Namun tidak demikian halnya di negeri ini, langit normal dan masih kukuh, namun penegakan hukum carut-marut, justeru dilanggar oleh oknum-oknum instansi hukum sendiri.
Kabar teranyar, terkuak dugaan kasus suap dugaan pengurusan kasasi kepailitan Koperasi Simpan Pinjam Intidana dengan 10 tersangka yang dicokok KPK termasuk Hakim Agung Sudrajad Dimyati (21/9). Sudrajad dilaporkan menerima suap Rp800-juta.
Menurut Wakil Ketua KPK Nurul Ghufron (22/9), operasi tangkap tangan oleh KPK berkaitan dengan dugaan tindak pidana korupsi suap dan dan pungutan tidak sah dalam pengurusan perkara di MA. Sejumlah barang bukti dan uang juga disita di TKP.
“Dunia hukum dan peradilan kita yang semestinya berdasarkan bukti, ternyata masih tergantung uang, dan (oknum) penegak hukum yang diharapkan jadi pilar keadilan malah menjualnya dengan (imbalan) uang,” ujarnya.
Keterlibatan oknum penegak hukum dalam perkara suap lainnya yang viral a.l.
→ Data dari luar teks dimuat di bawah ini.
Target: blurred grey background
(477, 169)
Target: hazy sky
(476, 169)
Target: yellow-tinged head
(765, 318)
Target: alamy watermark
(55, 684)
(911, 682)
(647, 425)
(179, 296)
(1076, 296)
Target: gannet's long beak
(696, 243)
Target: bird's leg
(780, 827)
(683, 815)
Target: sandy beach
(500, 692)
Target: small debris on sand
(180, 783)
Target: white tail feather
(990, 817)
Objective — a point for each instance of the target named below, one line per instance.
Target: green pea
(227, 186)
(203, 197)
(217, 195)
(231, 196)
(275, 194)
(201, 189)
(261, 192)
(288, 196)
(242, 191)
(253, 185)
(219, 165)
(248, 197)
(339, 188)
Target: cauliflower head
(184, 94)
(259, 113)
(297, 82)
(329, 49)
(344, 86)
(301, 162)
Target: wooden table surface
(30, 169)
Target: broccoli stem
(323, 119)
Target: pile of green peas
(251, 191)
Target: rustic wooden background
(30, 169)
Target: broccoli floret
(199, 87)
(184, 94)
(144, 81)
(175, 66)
Jaksa Kejaksaan Agung Pinangki Sirna Malasari yang menerima suap 500-ribu dollar AS dan pencucian uang 375.229 dollar AS untuk membantu buronan Joko Tjandra.
Pinangki divonis hukuman kurungan delapan tahun plus denda Rp200-juta dan pidana tambahan uang pengganti Rp4,04 juta dan 10-ribu dollar AS. Namun ia termasuk 23 napi kasus korupsi kelas kakap yang bebas bersyarat beberapa 6 Sept. lalu
Menurut catatan ICW, sejak 2014 tercatat paling tidak lebih 20 hakim yang terjerat kasus korupsi, dan untuk pertama kalinya, kali ini seorang hakim agung juga menjadi pesakitan KPK.
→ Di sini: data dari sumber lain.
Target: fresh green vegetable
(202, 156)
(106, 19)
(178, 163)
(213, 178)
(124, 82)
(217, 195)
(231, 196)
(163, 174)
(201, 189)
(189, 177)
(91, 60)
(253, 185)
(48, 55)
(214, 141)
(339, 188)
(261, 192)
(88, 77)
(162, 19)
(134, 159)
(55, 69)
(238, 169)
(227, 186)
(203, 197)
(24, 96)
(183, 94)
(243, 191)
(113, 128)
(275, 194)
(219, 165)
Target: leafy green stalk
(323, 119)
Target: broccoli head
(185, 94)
Sementara di instansi Polri, Kakorlantas saat itu, Irjen Pol. Joko Susilo divonis 18 taun penjara dan denda Rp1 miliar serta mengganti uang Ri p32 miliar subsider lima tahu penjara terkait kasus suap penunjukan pengadaan simulator pengujian SIM pada 2012.
Lalu Kabareskrim Komjen Susno Duadji divonis 3,5 tahun penjara, denda Rp200 juta dan membayar uang pengganti Rp4 miliar subsider satu tahun penjara dalam perkara PT Salmah Arowana Lestari dan memotong anggaran Pilgub Jabar (2013).
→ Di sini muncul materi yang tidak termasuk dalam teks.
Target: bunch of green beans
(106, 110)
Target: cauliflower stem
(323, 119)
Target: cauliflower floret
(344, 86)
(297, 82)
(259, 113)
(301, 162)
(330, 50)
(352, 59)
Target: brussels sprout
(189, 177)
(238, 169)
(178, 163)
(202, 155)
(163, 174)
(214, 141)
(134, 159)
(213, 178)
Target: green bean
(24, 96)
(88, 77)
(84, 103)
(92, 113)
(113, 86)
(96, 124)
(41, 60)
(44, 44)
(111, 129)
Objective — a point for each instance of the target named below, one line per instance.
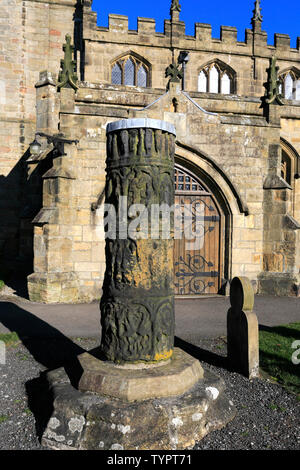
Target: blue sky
(278, 16)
Nama institusi Polri saat ini juga babak belur akibat kasus rekayasa pembunuhan Brig. Novriansyah Joshua Hutabarat oleh atasannya, Irjen Pol. Ferdy Sambo (8/7) yang melibatkan sekitar 100 angota Polri dari bintang satu sampai tamtama.
Kasus lain melibatkan instansi penegak hukum yang menonjol a.l. Ketua Mahkamah Konstitusi Akil Mochtar (2005) yang menerima suap terkait sejumlah kasus pidana dan pencucian uang Rp181,5 miliar dengan hukuman seumur hidup serta denda Rp10 miliar.
Sementara Hakim Konstitusi Patrialis Akbar divonis delapan tahun penjara dan denda Rp200 juta subsider tiga bulan dan uang pengganti Rp4,04 juta dan 10.000 dolar AS karena terbukti menerima suap penunjukan importir sapi.
Sejak kiprah KPK dalam pemberantasan korupsi hingga 2021 saja, paling tidak sudah 22 gubernur dan 133 walikota/bupati atau wakilnya yang dicokok, anggota DPR/DPRD 381 orang dan berbagai profesi lainnya termasuk para penegak hukum.
Korupsi di negeri ini tidak ada matinya, bahkan terus mengganas sejak disahkannya revisi UU Tindak Pidana Korupsi No. 19 tahun 2019 yang sejumlah pasalnya dianggap melemahkan KPK, menggantikan UU No. 30 tahun 2002.
Bersih-bersih di seluruh instansi penegakan hukum di Indonesia agaknya mendesak dilakukan karena dengan “sapu yang kotor”, pemberantasan korupsi atau penegakan hukum mustahil dilakukan.